Discovering available brokered services
Brokered services can be exposed by Visual Studio or its extensions. This document describes how to discover brokered services exposed by Visual Studio.
Refer to an extension's documentation to discover its own brokered services.
Visual Studio services class
Visual Studio and the Visual Studio SDK offer many brokered services. These services are each accessible via an ServiceRpcDescriptor that can often be obtained from the VisualStudioServices class.
Other brokered services may exist and be documented with specific Visual Studio features.
The VisualStudioServices class declares a static property for various major or minor releases of Visual Studio. Each of these properties returns an instance of a class that declares properties that expose a ServiceRpcDescriptor for a brokered service. In this way, you can readily discover the set of brokered services supported by a particular version of Visual Studio.
For example, the brokered solution service was introduced in Visual Studio 2019 Update 5. The ServiceRpcDescriptor for this service can be obtained from VisualStudioServices.VS2019_5Services.SolutionService with code like this:
ServiceRpcDescriptor descriptor = Microsoft.VisualStudio.VisualStudioServices.VS2019_5.SolutionService;
Version considerations
A Visual Studio extension should consume a brokered service using the latest available VS release property from the VisualStudioServices class, considering the minimum required version of Visual Studio that the extension targets.
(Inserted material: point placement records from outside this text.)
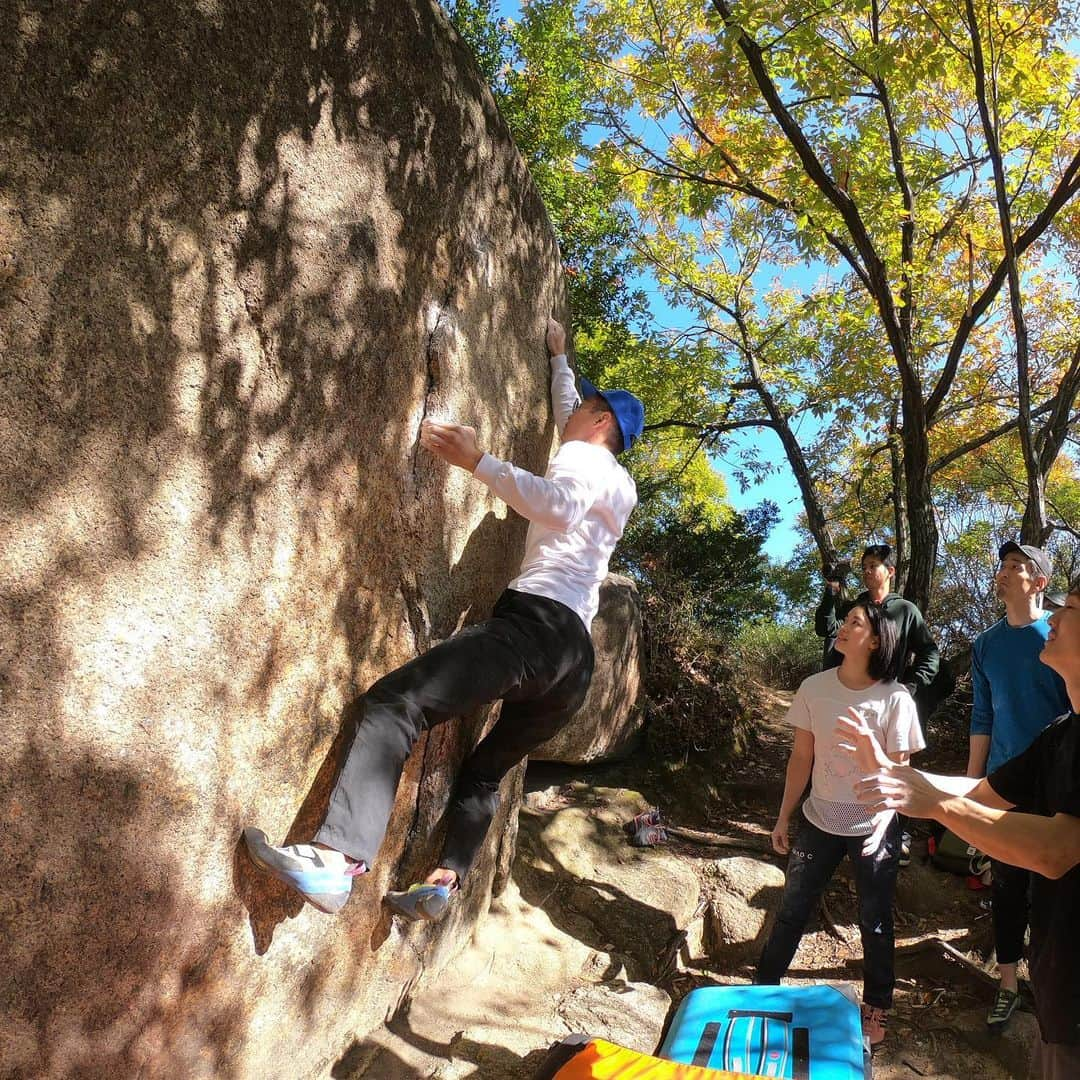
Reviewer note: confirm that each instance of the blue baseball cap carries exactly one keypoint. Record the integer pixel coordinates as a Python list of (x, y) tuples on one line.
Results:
[(629, 412)]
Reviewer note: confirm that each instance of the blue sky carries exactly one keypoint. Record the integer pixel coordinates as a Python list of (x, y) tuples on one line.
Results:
[(780, 487)]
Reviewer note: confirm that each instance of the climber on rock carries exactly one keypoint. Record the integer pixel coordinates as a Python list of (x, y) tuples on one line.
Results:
[(535, 653)]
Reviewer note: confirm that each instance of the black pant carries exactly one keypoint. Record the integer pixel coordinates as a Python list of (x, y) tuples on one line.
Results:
[(1009, 890), (534, 652), (814, 856)]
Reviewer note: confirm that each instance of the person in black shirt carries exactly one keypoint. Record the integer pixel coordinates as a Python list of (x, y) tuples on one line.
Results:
[(1027, 813)]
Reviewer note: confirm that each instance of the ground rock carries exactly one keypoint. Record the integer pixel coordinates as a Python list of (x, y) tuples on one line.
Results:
[(624, 902), (743, 893), (631, 1014), (245, 248), (609, 723)]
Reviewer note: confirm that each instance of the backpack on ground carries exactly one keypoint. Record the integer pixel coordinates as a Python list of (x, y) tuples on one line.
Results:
[(957, 856)]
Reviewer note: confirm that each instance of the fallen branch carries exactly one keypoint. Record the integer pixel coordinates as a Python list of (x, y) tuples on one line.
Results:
[(717, 840), (947, 953)]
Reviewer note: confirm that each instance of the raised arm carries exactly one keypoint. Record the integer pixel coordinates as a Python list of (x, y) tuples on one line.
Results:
[(564, 393), (558, 500), (982, 716)]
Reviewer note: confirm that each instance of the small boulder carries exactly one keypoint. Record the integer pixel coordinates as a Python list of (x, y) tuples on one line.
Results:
[(631, 1014), (743, 893), (609, 723)]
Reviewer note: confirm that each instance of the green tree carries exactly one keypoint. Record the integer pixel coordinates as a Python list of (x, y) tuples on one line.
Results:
[(851, 140)]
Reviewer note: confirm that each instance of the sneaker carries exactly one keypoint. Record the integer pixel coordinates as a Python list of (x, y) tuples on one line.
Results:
[(905, 849), (323, 878), (423, 902), (1004, 1006), (874, 1025), (646, 819)]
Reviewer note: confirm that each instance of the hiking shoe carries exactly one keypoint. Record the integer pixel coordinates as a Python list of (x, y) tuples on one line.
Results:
[(323, 878), (646, 819), (874, 1025), (423, 902), (1004, 1006), (647, 836), (905, 849)]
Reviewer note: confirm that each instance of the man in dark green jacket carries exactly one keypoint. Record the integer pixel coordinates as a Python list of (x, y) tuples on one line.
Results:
[(922, 659)]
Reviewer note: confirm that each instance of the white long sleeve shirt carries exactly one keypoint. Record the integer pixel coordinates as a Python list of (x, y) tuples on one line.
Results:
[(577, 510)]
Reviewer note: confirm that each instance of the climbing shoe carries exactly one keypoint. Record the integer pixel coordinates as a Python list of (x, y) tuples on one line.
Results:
[(420, 903), (323, 878), (1004, 1006), (649, 818), (874, 1025)]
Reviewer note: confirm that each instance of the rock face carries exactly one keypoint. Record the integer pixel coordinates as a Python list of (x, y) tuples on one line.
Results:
[(244, 248), (608, 724)]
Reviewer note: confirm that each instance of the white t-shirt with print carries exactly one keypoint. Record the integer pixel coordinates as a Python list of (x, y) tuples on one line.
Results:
[(888, 709)]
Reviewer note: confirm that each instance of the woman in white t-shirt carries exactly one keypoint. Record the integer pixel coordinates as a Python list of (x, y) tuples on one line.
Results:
[(834, 823)]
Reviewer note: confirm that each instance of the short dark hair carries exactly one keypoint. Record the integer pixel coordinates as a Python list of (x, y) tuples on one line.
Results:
[(881, 552), (886, 661)]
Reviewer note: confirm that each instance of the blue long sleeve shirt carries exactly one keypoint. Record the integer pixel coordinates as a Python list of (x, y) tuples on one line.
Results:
[(1015, 696)]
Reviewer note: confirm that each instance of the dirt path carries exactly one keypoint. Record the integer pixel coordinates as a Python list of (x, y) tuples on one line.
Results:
[(577, 941)]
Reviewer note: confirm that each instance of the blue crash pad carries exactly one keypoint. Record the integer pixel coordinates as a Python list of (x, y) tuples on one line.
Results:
[(800, 1033)]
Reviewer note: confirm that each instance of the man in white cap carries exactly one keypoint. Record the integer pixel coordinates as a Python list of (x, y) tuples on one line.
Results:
[(1014, 698)]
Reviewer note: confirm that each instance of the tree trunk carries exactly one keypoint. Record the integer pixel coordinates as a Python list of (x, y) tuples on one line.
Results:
[(920, 510)]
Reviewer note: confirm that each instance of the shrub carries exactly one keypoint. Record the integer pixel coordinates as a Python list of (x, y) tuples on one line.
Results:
[(777, 655)]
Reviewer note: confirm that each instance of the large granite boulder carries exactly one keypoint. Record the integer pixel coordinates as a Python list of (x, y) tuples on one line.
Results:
[(244, 248), (609, 723)]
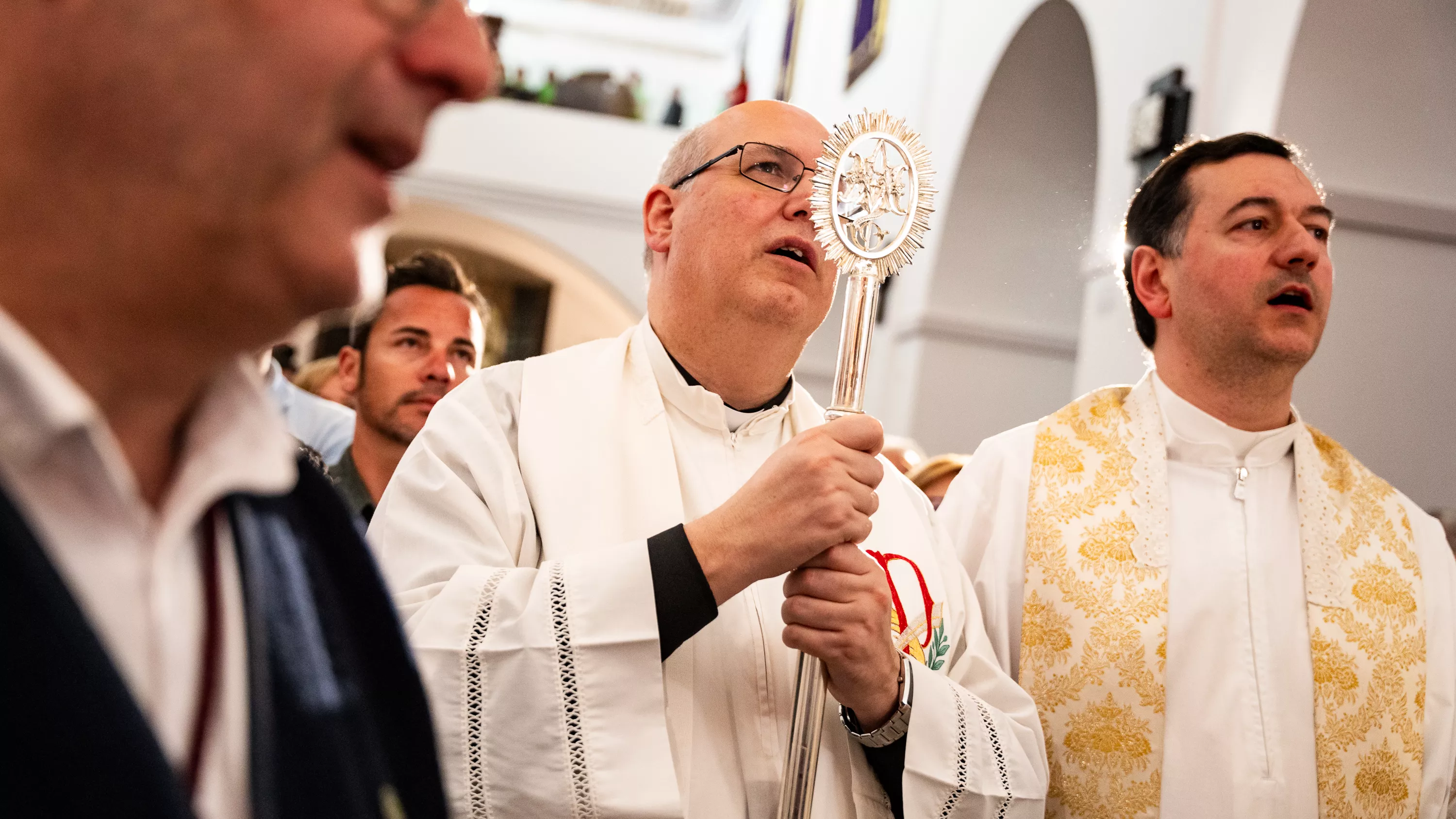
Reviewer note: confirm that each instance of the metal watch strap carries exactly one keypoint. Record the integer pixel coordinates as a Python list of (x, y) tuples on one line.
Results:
[(899, 722)]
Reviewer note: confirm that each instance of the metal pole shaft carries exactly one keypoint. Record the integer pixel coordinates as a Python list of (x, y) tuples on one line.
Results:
[(807, 721)]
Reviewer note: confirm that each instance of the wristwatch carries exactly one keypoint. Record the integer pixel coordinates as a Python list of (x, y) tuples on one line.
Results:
[(899, 722)]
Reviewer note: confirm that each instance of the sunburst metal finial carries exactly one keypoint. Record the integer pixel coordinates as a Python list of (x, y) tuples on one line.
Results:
[(873, 194)]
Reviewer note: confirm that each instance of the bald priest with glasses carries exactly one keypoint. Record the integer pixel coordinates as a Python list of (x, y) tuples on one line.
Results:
[(606, 557)]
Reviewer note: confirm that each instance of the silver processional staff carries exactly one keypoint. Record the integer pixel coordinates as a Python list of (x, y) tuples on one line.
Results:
[(871, 207)]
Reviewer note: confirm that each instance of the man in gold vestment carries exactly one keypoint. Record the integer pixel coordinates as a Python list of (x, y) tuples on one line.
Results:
[(1218, 610)]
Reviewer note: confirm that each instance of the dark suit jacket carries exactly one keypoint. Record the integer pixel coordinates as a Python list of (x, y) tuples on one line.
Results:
[(338, 718)]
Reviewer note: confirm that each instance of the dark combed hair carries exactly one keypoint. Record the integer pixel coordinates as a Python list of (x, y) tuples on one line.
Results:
[(430, 268), (1159, 212)]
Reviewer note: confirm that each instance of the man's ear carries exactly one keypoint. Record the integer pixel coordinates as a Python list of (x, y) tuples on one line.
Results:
[(1149, 281), (657, 219), (350, 361)]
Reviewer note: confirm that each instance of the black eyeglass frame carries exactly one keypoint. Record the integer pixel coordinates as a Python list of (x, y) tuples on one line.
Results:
[(739, 150)]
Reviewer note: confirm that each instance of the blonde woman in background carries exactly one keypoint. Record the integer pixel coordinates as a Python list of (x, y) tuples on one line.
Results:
[(935, 475), (322, 379)]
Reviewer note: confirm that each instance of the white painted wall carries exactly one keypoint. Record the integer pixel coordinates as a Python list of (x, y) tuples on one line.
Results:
[(1372, 99), (1015, 305)]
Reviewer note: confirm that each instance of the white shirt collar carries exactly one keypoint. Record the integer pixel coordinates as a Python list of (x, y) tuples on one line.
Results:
[(233, 442), (1196, 437), (695, 401)]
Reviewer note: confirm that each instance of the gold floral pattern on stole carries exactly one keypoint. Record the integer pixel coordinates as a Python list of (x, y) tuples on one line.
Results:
[(1095, 638), (1369, 658), (1094, 619)]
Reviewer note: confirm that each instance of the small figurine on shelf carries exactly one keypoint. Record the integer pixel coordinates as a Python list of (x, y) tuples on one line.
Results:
[(638, 97), (516, 89)]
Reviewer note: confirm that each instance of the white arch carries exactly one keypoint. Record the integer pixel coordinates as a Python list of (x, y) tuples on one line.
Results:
[(996, 303)]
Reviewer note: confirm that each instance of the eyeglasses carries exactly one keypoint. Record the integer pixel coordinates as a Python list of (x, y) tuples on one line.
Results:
[(766, 165), (402, 14)]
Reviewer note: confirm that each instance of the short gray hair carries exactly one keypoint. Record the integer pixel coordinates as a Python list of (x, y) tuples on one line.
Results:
[(686, 153)]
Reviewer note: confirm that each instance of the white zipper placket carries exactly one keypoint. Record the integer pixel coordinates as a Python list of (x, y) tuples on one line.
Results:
[(1257, 595)]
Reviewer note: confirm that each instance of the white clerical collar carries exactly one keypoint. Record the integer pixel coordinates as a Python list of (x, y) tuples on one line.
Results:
[(1197, 437), (695, 401)]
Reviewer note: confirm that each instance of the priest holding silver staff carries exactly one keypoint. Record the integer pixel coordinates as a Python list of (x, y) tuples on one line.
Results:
[(608, 557)]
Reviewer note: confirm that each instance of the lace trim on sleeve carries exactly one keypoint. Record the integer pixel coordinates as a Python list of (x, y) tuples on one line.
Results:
[(963, 769), (1318, 525), (474, 672), (583, 798), (1143, 437)]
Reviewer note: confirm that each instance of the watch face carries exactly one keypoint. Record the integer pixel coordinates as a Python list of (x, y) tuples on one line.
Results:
[(1148, 124)]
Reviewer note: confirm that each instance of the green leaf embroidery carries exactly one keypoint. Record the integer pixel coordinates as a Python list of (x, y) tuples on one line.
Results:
[(940, 646)]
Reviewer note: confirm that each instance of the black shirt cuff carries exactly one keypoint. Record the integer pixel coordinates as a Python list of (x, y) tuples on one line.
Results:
[(889, 764), (685, 601)]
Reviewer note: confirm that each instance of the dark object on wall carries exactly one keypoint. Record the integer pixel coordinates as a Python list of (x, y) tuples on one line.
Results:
[(791, 49), (675, 111), (1159, 123), (596, 91), (526, 335), (287, 360), (868, 37)]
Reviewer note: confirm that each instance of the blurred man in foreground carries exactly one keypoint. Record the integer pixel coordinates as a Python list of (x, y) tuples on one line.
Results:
[(424, 340), (608, 555), (191, 624), (1219, 611)]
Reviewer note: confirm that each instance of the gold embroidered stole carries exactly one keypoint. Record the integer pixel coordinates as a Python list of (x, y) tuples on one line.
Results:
[(1095, 619)]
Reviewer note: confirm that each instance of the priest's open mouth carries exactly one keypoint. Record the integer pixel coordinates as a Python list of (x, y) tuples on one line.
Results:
[(1293, 297), (798, 251)]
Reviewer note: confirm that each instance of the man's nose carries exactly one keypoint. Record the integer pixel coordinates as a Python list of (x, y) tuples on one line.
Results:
[(437, 367), (452, 51)]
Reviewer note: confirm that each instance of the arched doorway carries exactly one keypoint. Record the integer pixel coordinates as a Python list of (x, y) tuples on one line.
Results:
[(996, 343), (1369, 95)]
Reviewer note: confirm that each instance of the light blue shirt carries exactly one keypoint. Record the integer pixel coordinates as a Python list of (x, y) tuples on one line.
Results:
[(314, 421)]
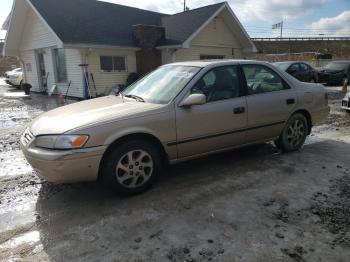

Taking the previous solution service example, this would mean that an extension that targets Visual Studio 2019 Update 9 or later should acquire the VisualStudioServices.VS2019_5Services.SolutionService descriptor from the VisualStudioServices.VS2019_9 property. Let's update the prior example to the following code:
ServiceRpcDescriptor descriptor = Microsoft.VisualStudio.VisualStudioServices.VS2019_9.SolutionService;
Acquiring the descriptor from the latest versioned property on VisualStudioServices ensures the service RPC will be as efficient as possible and the service itself will provide the latest behavior. When updating your extension to require a newer version of Visual Studio, consider reviewing all use of the VisualStudioServices class and update references to descriptors to use the latest versioned properties to match the Visual Studio version you're targeting.
A brokered service that was acquired using a ServiceRpcDescriptor from an older versioned property on VisualStudioServices may emulate its behavior as it was in that older version, including possibly reproducing quirky behavior or feature limitations.
A Visual Studio extension that targets and runs on a particular version of Visual Studio may request a brokered service that ends up being activated across a Live Share connection. In such cases, the remote Visual Studio process may be running a different version from the local Visual Studio process. A request for a brokered service may fail on a Live Share guest during a Live Share session when the Live Share host does not offer that brokered service of the requested version.
Consider including a fallback plan for when the brokered service isn't available. This fallback plan may include requesting the brokered service again from an older versioned property on VisualStudioServices as that could succeed if the Live Share host is an older version of Visual Studio. Keep in mind when doing so that some members of the service interface might not be available on the service implementation itself.
A brokered service may add members to its service interface even after shipping. Pay attention to the IntelliSense documentation on each member of the interface to see if a minimum required service version is mentioned on that member.
An attempt to invoke a member that the remote service doesn't actually implement will throw an RemoteMethodNotFoundException.